Теперь он спокойно добьется успеха в своей экспериментальной программе — а если нытики вроде Тессрека не беспокоились о ней, тем хуже. Он перешел на китайский и заговорил с самкой Больших Уродов:
— С вашим детенышем ничего плохого не случится. Его будут хорошо кормить, хорошо ухаживать за ним. Все, что ему потребуется, он получит. Вы понимаете? Вы согласны?
Речь его стала более беглой, он даже помнил, что вопросительных покашливаний использовать не надо.
— Я понимаю, — тихо сказала самка. — Я согласна.

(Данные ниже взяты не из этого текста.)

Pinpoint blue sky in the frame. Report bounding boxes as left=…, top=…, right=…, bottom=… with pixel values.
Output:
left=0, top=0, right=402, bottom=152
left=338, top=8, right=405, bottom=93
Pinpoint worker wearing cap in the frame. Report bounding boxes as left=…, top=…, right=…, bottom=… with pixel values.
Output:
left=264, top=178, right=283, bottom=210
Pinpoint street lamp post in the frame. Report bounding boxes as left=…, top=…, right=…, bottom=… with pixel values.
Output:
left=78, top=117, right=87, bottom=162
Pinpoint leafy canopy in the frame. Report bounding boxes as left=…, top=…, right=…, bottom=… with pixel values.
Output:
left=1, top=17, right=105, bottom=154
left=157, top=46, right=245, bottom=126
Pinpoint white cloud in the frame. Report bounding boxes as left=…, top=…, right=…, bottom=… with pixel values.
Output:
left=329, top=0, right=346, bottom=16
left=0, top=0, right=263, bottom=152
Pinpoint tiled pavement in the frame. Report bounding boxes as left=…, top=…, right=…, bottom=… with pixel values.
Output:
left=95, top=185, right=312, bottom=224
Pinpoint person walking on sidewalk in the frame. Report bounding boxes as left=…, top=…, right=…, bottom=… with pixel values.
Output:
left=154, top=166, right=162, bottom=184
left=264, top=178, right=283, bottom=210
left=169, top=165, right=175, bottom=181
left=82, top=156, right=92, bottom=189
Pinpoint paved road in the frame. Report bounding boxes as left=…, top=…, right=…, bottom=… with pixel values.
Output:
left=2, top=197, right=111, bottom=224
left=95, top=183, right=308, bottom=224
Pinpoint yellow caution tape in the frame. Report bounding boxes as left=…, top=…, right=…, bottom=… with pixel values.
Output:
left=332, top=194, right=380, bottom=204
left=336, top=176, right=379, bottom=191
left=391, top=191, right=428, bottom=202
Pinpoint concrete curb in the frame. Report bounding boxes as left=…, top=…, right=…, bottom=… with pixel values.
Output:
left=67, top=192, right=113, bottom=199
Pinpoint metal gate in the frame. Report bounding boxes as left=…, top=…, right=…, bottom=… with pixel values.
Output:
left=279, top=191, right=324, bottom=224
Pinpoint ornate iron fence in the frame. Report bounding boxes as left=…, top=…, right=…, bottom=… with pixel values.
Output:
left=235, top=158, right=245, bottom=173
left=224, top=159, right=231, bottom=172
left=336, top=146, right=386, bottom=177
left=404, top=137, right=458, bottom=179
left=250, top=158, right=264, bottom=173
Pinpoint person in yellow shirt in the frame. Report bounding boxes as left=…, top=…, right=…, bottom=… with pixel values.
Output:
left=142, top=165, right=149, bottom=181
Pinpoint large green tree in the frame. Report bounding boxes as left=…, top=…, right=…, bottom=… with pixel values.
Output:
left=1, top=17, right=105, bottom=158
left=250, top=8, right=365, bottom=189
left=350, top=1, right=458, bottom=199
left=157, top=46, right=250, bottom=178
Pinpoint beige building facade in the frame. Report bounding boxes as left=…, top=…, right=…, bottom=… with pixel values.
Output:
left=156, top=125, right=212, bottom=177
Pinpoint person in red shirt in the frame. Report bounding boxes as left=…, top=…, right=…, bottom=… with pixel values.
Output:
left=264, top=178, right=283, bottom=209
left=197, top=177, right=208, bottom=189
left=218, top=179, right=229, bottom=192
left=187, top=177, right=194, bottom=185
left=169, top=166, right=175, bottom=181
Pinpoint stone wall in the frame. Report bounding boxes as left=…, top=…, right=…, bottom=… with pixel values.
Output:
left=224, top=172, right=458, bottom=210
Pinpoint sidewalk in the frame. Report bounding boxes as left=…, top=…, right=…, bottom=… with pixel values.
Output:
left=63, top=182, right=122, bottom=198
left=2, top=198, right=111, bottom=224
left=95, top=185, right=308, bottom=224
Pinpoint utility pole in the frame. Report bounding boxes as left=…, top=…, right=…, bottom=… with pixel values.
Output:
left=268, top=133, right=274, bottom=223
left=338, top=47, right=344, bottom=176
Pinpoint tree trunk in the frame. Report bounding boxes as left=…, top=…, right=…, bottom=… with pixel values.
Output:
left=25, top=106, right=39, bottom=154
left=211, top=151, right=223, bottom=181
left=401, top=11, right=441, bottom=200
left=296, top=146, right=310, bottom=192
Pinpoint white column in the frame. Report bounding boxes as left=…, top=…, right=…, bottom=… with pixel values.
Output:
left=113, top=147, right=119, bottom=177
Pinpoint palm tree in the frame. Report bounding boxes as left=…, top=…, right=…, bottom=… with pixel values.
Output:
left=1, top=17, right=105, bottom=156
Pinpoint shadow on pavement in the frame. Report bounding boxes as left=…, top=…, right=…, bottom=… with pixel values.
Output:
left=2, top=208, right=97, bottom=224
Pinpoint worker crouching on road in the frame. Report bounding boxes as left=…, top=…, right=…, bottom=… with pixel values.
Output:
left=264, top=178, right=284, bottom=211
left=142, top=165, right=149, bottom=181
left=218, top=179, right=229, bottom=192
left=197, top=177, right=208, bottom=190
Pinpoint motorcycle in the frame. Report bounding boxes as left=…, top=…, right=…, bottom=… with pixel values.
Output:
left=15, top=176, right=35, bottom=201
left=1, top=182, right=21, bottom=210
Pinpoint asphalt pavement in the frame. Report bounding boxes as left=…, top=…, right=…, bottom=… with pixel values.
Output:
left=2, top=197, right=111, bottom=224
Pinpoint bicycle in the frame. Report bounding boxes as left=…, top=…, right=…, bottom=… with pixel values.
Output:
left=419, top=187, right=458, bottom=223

Но когда она передала детеныша Томалссу, из углов ее небольших неподвижных глаз закапала вода. Томалсс воспринял это как признак неискренности. Отбросил его как несущественный. Компенсация — вот лекарство, которое залечит эту рану.
Детеныш задергался в руках Томалсса из стороны в сторону и издал раздраженный визг. Самка отвернулась.
— Хорошо сделано, — сказал Томалсс Салтте. — Заберем детеныша в наше местное отделение. Затем я перевезу его в свою лабораторию и начну исследования. Мне могли воспрепятствовать один раз, но второй раз я этого не допущу.
Для полной уверенности их с Салттой на пути к базе Расы, расположенной на маленьком островке Перламутровой реки, сопровождали четверо охранников. Отсюда вертолет доставит его и детеныша к пусковой площадке космического челнока — и он вернется на звездный корабль.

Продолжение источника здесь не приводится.